Republican Congressman Bill Posey, Rockledge, is hopeful the 115th Congress will be able to resolve ongoing Department of Veterans Affairs problems. He gave Veteran Voice an exclusive interview to discuss the coming session of Congress after the 2016 elections.

Congressman Bill Posey, Rockledge, thinks the 115th Congress has good opportunities to improve the Department of Veteran Affairs. The last couple years, he said, VA reforms have languished to death in the Senate.

“The Senate prevented any real meaningful reforms to the VA,” he told Veteran Voice in an exclusive interview. “The incoming administration, (Donald) Trump, has said his priority is to fix the VA.”

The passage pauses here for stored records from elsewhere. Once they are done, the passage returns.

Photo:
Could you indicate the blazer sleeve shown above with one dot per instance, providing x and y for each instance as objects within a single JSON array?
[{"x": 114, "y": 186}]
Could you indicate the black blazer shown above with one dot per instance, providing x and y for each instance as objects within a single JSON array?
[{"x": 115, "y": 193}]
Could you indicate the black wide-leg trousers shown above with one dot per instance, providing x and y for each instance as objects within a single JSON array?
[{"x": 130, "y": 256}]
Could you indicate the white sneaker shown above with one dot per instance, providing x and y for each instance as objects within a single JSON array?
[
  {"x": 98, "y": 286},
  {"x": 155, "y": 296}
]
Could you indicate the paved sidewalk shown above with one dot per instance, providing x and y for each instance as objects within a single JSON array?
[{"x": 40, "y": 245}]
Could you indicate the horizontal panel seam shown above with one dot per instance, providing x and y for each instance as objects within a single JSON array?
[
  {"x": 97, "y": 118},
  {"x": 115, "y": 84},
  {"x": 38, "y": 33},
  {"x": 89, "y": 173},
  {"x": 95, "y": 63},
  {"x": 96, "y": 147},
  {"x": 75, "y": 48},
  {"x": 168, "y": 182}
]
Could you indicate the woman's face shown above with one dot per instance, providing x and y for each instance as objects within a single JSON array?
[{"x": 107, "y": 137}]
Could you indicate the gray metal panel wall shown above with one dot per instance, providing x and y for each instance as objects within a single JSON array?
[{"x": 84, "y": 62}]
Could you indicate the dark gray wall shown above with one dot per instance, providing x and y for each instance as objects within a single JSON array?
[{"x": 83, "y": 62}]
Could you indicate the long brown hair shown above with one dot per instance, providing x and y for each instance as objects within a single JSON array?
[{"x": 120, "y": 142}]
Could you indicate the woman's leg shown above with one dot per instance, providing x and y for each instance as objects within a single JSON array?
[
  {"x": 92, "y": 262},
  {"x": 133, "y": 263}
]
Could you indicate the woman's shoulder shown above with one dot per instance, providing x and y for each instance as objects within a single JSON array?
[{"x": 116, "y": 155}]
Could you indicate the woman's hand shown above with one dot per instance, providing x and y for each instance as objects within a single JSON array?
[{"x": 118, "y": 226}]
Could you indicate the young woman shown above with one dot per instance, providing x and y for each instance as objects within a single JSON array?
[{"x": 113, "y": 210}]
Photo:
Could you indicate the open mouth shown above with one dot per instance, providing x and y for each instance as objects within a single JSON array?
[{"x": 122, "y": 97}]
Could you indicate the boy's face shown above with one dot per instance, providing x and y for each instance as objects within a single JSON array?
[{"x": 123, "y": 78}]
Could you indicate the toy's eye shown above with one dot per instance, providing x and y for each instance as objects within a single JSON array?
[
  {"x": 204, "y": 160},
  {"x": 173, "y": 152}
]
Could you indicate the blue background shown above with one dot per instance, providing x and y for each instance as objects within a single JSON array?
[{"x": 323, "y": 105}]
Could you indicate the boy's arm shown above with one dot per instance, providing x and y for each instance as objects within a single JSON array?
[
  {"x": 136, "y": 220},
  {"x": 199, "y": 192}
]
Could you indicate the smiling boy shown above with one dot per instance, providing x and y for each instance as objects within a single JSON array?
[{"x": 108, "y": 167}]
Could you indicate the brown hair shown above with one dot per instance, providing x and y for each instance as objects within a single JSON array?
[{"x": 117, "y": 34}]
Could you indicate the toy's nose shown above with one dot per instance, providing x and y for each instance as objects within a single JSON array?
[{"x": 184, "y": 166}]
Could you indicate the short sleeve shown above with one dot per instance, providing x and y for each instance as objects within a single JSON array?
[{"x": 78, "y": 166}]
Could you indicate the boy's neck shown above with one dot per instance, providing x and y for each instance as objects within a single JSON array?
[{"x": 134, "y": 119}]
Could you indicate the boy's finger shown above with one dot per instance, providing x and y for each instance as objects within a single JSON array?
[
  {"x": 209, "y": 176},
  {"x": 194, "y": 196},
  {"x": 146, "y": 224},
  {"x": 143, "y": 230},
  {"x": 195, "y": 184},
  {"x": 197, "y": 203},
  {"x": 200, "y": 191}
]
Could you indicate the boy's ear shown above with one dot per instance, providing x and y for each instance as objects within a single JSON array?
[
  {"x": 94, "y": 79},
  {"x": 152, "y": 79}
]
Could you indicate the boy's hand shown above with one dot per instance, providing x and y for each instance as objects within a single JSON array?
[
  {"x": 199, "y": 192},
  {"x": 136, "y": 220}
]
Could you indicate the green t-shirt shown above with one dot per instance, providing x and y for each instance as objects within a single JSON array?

The Republican lawmaker was first elected in 2008, during a year when Democrats dominated the political landscape. No one would mistake him for being a fan of Barack Obama’s administration, which was swept into office in the same election. Posey got the nickname “Birther Bill” for proposing legislation requiring presidential candidates to provide their birth certificates. However, when reports about prolonged waits at VA medical facilities exploded in 2014 and many Republicans clamored for the removal of Secretary Eric Shinseki, Posey stuck by the former Army general.